The register of threats that India
confronts at this juncture is not what it was two decades ago. The emanating
threats from the regional sphere, the extra-territorial dimensions of
terrorism, the growing sophistication of cyber-physical attacks and the increasing
interdependence of infrastructure systems have dissolved the traditional
boundaries between internal security and critical infrastructure protection.
India experienced over 265 million cyber incidents in a single year. It blocked
two lakh attacks on its power grid during ten days of military operations.
State-sponsored APT campaigns targeted its defence and critical infrastructure
simultaneously. The country's cybersecurity market itself is projected to grow
from 5.56 billion dollars in 2025 to 12.9 billion dollars by 2030; and the pace
of this growth is an admission that the threat is not receding but escalating.
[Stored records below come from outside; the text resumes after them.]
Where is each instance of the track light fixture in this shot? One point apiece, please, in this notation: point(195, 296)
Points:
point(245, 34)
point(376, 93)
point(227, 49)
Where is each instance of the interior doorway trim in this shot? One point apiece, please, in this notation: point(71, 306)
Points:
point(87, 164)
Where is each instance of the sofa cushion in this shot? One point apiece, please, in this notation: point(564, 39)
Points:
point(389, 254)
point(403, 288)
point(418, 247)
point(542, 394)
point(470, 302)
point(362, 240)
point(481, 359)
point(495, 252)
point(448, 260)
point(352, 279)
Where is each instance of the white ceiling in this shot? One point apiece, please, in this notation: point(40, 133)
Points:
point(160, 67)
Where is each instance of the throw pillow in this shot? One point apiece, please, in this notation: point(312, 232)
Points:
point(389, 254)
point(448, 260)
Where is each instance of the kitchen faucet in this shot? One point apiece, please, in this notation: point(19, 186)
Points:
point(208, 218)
Separate institutional silos cannot hold. The country tried that approach for
decades and the outcome has been a trail of failures, each more serious than
the previous.
On that very basis, the
argument for an integrated architecture that brings together internal security
management with the governance requirements of critical infrastructure
protection stands justified. The BAP-I twelve-cluster securitisation model, the
proposed CIPA and the institutional elements of BIPCARD, SOMA, RAS, Prahari and
BNRI represent one such integrated architecture. The design exists. The
justification has been established through diagnostic assessment of the
prevailing gaps and through comparative evaluation of what the measured
countries have accomplished. What has not yet been demonstrated is the
political and bureaucratic will to translate this design into institutional
reality.
The experience of internal security
management reform since 1998 offers both the precedent and the caution. India
has shown the capacity to conceptualise institutional mechanisms of
considerable sophistication when compelled by crisis; this much the post-1998
and post-Twenty-Six-Eleven experiences have established beyond question. But
the implementation of those mechanisms has invariably fallen short of the
design. The KRC recommendations were not implemented in totality; and that
failure of implementation is what gave scope for the Twenty-Six Eleven attack
to succeed. This is the lesson that the political establishment has received
but has not yet internalised.
For so, the impending task is not merely
the formulation of another institutional proposal. The task is to ensure that
the political, bureaucratic and security establishments commit to sustained
implementation with the seriousness that the prevailing and emerging threats
demand. The protection of India's critical infrastructures cannot be deferred
to a more convenient time. The threats are impending. The vulnerabilities are
apparent. The institutional void is well-established. Operation Sindoor has
demonstrated that the next confrontation will be fought simultaneously in the
kinetic and cyber domains; and the country's critical infrastructures will be
the first targets. What remains impending is the will to act; and the country
must confront this question now, without the deferment that has characterised
its security reform trajectory since independence.